If you were planning on travelling within or to or from the US this Spring but are restrained by the financial crisis engendered by the intractable conflict in Washington between the ideologies of those who want to cut spending and taxes and the social safety net and those who are not living in a parallel Randian dystopia of roaming gangs of welfare cheats and steaming sewer grates, there’s a bit of good news.
It turns out that even if after paying the health insurance premiums that make you the laughing stock of the rest of the civilised world and investing your tax reduction in enlightened and self-interested job creation you had enough to fly somewhere you wouldn’t want to anyhow. As part of the austerity measures imposed on it by the suicide pact signed by senate Democrats and Republicans last year as a means to narrowly dodge the wholly artificial debt-ceiling crisis, the Federal Aviation Administration (FAA) is shuttering some 149 control towers and simultaneously giving hundreds of air traffic controllers rolling three-day weekends. There are those who think that this might have some impact on air traffic.
The most positive, happy-clown-on-valium perspective is that there’ll be some delays. While almost certainly true, this view seems to betray a limited grasp of the big picture. Presumably every air traffic controller we have — and will have and until April 7 when this total capitulation to political petulance kicks in — performs some sort of role in the safe and smooth operation of US air traffic. Even if that role is redundant backup, it’s redundant backup that — during an era of lush abundance that afforded the luxury of air safety — somebody who studies these things thought was at least a good idea, if not absolutely necessary. Some things — say taking on a mortgage or selecting a gift for a child — should be planned in crisis mode. Others need to be planned in an environment of ostentatious luxury and the assumption that you’re going to be able to pay for all the silk lining and brass knobs that the dealer offers. Among these things is air traffic control.

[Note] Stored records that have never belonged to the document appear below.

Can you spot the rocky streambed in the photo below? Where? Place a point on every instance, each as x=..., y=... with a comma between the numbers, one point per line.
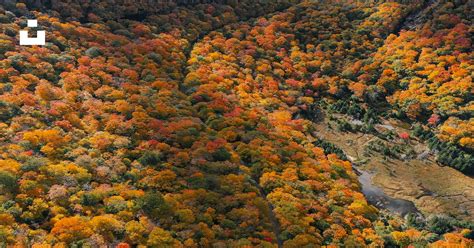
x=412, y=184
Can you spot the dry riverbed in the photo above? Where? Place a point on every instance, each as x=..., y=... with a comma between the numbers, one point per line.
x=433, y=189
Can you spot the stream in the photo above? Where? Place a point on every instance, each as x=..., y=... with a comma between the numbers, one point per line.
x=376, y=197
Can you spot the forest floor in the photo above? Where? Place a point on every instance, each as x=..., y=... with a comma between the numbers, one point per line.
x=434, y=189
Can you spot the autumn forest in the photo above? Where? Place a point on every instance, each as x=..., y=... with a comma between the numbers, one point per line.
x=202, y=123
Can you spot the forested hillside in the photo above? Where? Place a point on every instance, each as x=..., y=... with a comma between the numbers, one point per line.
x=192, y=124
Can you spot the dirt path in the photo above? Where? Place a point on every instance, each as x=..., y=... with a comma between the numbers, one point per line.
x=432, y=188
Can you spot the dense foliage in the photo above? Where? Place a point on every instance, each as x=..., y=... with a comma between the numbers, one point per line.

Cold comfort is that the closings are limited to small and mid-sized airports, unless of course you happen to be flying into or out of small to mid-sized airports, and in any case the rolling four-day weeks and subsequent manpower shortages apply across the board. More worrying still is the icy sang-froid with which this announcement is delivered from the FAA, which claims that service will be largely unaffected and in any case the towers to be closed only add to the 5000 airports nationwide that already operate without them. In these cases pilots follow existing FAA procedures for underserviced airports and radio each other to negotiate right-of-way.
So the bad news is that there are certainly going to be worse delays than usual this Spring and for as long as it takes a mature and reasoned consensus to be reached in Washington, so in pretty much forever. Let’s hope that’s as bad as the news gets.